Женская верность - стр. 17
Наконец, долгожданное письмо было получено. Акулина прочитав его первый раз, от волнения ничего толком не поняла. Прасковья, вытирая слёзы ладошками, просила:
–Сызнова читай. Старая я – ничего-то не понимаю.
И Акулина читала ещё раз и ещё раз…
Письмо было написано рукой Тихона и говорилось в нём, что обустроились хорошо, все живы – здоровы, но сильно о них беспокоятся. Ещё Тихон советовал продать всё, хоть бы и подешевле, но побыстрее и ехать к ним. Что жизнь тут не в пример легче.
Акулина как-то сразу успокоилась:
–Ему что? Хучь бы всё побросай. Вот ужо картоху выкопаем, весной продадим, Тимоха возвернётся, а там жисть покажет.
Но одному Богу было известно, что покажет жизнь.

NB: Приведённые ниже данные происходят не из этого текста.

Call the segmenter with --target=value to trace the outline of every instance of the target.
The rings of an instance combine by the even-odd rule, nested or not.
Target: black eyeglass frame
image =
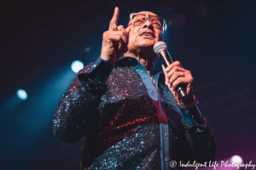
[[[132,21],[131,21],[131,18],[132,18],[132,15],[133,15],[133,14],[143,14],[143,15],[144,15],[145,18],[146,18],[146,19],[145,19],[145,21],[144,21],[143,24],[141,24],[141,25],[136,25],[136,24],[133,24]],[[163,25],[162,25],[162,26],[161,26],[160,29],[162,29],[162,30],[164,31],[164,32],[165,32],[165,31],[166,31],[166,20],[165,20],[165,19],[163,19],[162,17],[160,17],[160,16],[158,16],[158,15],[145,14],[143,14],[143,13],[131,13],[131,14],[130,14],[130,18],[129,18],[129,20],[128,20],[126,28],[127,28],[128,26],[130,26],[131,25],[133,25],[133,26],[143,26],[143,25],[146,22],[146,20],[148,20],[148,18],[149,18],[149,20],[150,20],[150,22],[151,22],[151,24],[152,24],[151,18],[152,18],[152,17],[154,17],[154,16],[156,16],[156,17],[158,17],[158,18],[163,20],[164,23],[163,23]],[[131,21],[131,25],[129,25],[130,21]],[[156,28],[156,27],[154,27],[154,28]],[[156,29],[159,29],[159,28],[156,28]]]

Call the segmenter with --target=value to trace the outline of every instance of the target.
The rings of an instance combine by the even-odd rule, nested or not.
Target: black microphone
[[[154,52],[160,57],[165,68],[173,63],[170,54],[167,51],[167,45],[165,42],[157,42],[154,45]],[[176,88],[177,93],[180,95],[183,99],[187,99],[187,88],[183,85],[179,85]]]

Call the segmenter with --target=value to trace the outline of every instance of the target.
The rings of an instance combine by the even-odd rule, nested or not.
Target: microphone
[[[167,45],[165,42],[157,42],[154,45],[154,52],[159,56],[165,68],[173,63],[169,52],[167,51]],[[176,88],[177,93],[179,96],[185,99],[188,97],[187,88],[183,85],[179,85]]]

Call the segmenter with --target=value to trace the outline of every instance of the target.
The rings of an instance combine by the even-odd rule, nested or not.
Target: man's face
[[[148,11],[140,12],[145,14],[156,15]],[[128,27],[131,28],[129,33],[129,49],[137,49],[152,47],[156,42],[164,41],[164,31],[162,29],[157,29],[153,26],[150,20],[148,18],[142,26],[133,26],[129,21]]]

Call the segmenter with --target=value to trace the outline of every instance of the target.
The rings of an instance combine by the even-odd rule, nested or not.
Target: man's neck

Лето прошло в трудах и заботах о двух домах и старой матери. Кроме двух дочерей, вырастила Прасковья сына, который ещё до отъезда Устиньи в Сибирь, отправился в Москву на заработки, да так и пропал. Не было от него ни слуху ни духу. Родственники, которые сумели ещё раньше перебраться в столицу от голодной деревенской жизни, в ответ на письмо Акулины отписал, что однажды случайно видели его, но сам он к ним не приезжал и где он, и что с ним, не знают. Мать плакала и молилась о сыне.
Брата Прасковьи – Георгия судьба занесла на Украину, в город Сталино. Писал он редко, однако родню свою не забывал и в каждом письме советовал ехать к нему. Писал, что город, в котором он обосновался, шахтёрский. За работу платят хорошие деньги, а ещё уважение и почёт, которого в деревне, сколь не трудись, не заработаешь. Теперь Георгию стали приходить письма не только из родной деревни Покровское, но и из далекого Сибирского города Красноярска.
Наступила осень. Пришла пора капать картошку. Лишних рук в это время в деревне нет. И Акулина с рассвета до заката одна капала её родимую. Вилами подкапывала корень, обирала клубни в ведро и ссыпала в кучи, которые потом перетаскивала под навес. Картоху следовало просушить, перебрать и только потом опустить в подпол. К концу дня спина болела так, что Акулина, не разгибаясь, добиралась до бани, воду в которую натаскивала с утра, подтапливала её и тем спасалась, смывая солёный пот и разгибая спину в водяном пару.
Эх, спина – спинушка! Наверно, и ты память имеешь. Как-то через много лет в городской бане, где вода течёт, не переставая, и парная всегда наготове, зашла Акулина попариться, а спина – то и напомнила ей картофельное поле в Покровском. Никогда по жизни спина её не мучила, но и в парную она более не ходила.
Той осенью в Покровском уже приближались заморозки. А картофельному полю всё не было конца. Ежели продолжать копать, то можно поморозить уже вырытую, потому что хоть и лежит она под навесом, прикрытая кулями, но в подпол не опущена. А чуть прихватит – будет гнить и сластить, куда такую весной? Поэтому решила Акулина опустить картошку в подпол, а там как Бог даст. Будет на то его воля, продолжит копать, нет – спасёт, что сможет. Только вот как это сделать маленькой, тоненькой женщине? Обычная работа: один картошку в ведро насыпает и на верёвке опускает в подпол, второй внизу ведро принимает и высыпает. Потом всё повторяется снова. Но если Акулина ведро насыпает, то кто его в подполе принимает? Если она внизу, кто сверху нагрузит? Попробовала найти в деревне помощника – у всех осенью своих забот полон рот. Так и пришлось: насыпать, опускать, самой слезать, высыпать, вылезать… и всё опять.